Looks like most differences are whitespace

RaphaelRaphael commented 1 year ago

I would like to attribute this one to myself !

ArtPoon commented 1 year ago

@RaphaelRaphael any progress on this?

ArtPoon commented 1 year ago

Contrary to what was reported in this week's dev meeting, the deprecated script is still being used in the notebook:

art@orolo:~/git/duotang$ grep -n plot_selection_estimator_2type duotang.Rmd
208:source("scripts/plot_selection_estimator_2type.R")
bfjia commented 1 year ago

@ArtPoon this will be resolve in the next update by commit wrong link. Is it okay to remove the issue109 branch?

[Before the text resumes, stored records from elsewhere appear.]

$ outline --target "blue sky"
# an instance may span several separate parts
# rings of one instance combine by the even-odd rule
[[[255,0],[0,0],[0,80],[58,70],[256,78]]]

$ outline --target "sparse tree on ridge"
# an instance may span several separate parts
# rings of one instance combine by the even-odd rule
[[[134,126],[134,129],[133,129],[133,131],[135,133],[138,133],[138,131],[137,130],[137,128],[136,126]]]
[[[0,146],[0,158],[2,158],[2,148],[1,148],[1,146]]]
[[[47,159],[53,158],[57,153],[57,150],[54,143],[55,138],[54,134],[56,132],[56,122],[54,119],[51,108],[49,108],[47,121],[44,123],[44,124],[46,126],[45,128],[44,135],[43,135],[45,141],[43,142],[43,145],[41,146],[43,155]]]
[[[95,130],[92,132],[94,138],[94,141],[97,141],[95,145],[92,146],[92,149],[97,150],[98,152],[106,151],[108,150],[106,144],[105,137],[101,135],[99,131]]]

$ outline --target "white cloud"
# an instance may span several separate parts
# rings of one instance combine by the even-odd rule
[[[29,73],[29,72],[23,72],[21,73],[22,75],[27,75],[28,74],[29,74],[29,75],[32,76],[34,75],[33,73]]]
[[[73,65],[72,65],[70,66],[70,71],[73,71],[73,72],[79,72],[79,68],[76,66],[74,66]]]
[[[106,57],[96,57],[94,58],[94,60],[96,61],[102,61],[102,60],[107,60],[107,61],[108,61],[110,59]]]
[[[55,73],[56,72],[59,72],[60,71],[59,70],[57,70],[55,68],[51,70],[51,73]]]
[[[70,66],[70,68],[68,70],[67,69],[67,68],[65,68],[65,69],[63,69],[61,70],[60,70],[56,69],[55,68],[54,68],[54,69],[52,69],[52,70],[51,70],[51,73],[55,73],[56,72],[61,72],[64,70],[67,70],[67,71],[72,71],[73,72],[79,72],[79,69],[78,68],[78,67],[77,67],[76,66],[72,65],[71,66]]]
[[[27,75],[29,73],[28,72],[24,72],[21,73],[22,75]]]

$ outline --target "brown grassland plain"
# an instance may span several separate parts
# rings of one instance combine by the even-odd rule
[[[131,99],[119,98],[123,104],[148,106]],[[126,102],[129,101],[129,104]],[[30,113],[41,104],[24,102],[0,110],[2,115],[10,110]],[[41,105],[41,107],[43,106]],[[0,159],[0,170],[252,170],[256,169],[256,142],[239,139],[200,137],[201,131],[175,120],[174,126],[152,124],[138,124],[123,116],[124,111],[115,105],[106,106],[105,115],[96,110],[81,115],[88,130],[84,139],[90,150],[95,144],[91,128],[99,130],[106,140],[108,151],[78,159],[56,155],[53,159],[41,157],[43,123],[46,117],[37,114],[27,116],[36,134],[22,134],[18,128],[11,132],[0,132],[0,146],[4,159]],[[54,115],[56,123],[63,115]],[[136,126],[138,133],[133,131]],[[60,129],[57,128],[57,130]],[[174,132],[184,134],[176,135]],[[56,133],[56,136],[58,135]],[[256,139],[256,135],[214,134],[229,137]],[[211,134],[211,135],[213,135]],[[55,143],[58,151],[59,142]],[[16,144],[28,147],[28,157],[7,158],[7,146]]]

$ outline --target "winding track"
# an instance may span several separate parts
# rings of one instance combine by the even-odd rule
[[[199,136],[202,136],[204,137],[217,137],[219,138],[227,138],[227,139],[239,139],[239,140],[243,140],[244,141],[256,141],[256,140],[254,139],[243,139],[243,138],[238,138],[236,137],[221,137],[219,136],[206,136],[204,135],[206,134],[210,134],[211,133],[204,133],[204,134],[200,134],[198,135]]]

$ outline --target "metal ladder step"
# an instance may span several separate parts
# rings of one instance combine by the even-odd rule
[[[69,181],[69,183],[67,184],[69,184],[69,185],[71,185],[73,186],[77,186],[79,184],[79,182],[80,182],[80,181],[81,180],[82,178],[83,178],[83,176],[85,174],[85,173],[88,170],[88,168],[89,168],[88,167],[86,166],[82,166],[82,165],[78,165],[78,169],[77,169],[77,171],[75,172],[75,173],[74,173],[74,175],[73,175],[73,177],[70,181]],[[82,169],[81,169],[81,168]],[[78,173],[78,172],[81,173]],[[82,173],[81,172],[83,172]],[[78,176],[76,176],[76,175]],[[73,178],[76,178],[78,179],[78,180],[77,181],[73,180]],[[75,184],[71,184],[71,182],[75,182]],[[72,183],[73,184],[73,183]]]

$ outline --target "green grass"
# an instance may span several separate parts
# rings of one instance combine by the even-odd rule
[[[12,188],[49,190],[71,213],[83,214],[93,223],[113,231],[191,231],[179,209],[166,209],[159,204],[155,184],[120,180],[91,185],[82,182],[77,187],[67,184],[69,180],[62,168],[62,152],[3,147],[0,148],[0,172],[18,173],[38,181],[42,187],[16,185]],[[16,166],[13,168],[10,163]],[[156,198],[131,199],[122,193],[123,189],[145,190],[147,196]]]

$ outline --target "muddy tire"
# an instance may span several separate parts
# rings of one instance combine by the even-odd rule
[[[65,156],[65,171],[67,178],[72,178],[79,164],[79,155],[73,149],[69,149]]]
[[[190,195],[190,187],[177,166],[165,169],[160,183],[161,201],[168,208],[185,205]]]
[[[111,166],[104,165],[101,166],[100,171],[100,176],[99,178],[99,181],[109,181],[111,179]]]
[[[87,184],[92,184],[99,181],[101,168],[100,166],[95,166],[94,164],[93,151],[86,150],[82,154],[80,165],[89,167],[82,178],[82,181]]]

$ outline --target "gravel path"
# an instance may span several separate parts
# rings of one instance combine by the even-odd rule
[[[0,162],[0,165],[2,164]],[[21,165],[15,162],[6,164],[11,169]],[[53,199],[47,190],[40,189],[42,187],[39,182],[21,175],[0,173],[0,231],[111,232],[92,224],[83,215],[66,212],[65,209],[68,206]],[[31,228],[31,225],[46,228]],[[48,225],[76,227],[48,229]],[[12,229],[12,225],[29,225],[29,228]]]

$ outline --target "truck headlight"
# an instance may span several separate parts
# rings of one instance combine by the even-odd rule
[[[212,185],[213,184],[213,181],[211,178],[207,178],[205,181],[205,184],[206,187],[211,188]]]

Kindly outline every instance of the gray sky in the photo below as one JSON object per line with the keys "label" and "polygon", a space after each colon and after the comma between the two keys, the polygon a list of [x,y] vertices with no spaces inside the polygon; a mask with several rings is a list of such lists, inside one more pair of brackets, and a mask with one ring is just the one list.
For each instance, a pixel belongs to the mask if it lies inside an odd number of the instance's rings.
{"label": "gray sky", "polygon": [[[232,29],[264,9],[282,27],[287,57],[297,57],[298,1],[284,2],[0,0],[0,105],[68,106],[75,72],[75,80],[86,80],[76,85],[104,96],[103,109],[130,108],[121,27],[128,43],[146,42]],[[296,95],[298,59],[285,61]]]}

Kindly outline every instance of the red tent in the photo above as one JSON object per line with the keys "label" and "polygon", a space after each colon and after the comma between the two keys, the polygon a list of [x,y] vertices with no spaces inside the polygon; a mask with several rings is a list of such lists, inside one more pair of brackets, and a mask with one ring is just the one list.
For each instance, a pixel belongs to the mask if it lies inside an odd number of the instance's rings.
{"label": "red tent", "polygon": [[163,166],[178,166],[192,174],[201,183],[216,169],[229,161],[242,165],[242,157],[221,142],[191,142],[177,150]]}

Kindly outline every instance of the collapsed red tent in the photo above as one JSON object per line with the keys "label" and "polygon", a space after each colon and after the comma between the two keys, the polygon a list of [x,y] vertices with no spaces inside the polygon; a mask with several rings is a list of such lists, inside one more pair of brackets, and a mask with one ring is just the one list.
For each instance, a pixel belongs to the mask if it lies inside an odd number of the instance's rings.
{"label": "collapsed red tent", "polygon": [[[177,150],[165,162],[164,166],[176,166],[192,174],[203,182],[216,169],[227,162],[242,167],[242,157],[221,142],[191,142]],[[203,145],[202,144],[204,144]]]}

ArtPoon commented 1 year ago

@bfjia that commit does not touch any of the files related to this issue

bfjia commented 1 year ago

@ArtPoon srry that hyperlink was formatted wrong. This is the correct commit: 032a0140ab02055ee0bb764ab4b4248ffa8773a4

ArtPoon commented 1 year ago

Ok thanks for resolving this issue. Can you explain why using ggplot improves "error handling"?

bfjia commented 1 year ago

ggplot didnt improve handling. it was a byproduct of my refactor of the plot_selection_estimate() function. Originally the function just draws the selection plots without any error handling, so it would crash the knit should any error arises. After the refactor, the function returns a named list of objects in which can be used for error handling, and rendering of those empty plots with error messages in them. This was done a while ago and the deprecated code was left in the script for a while. The latest commit just removed the deprecated code.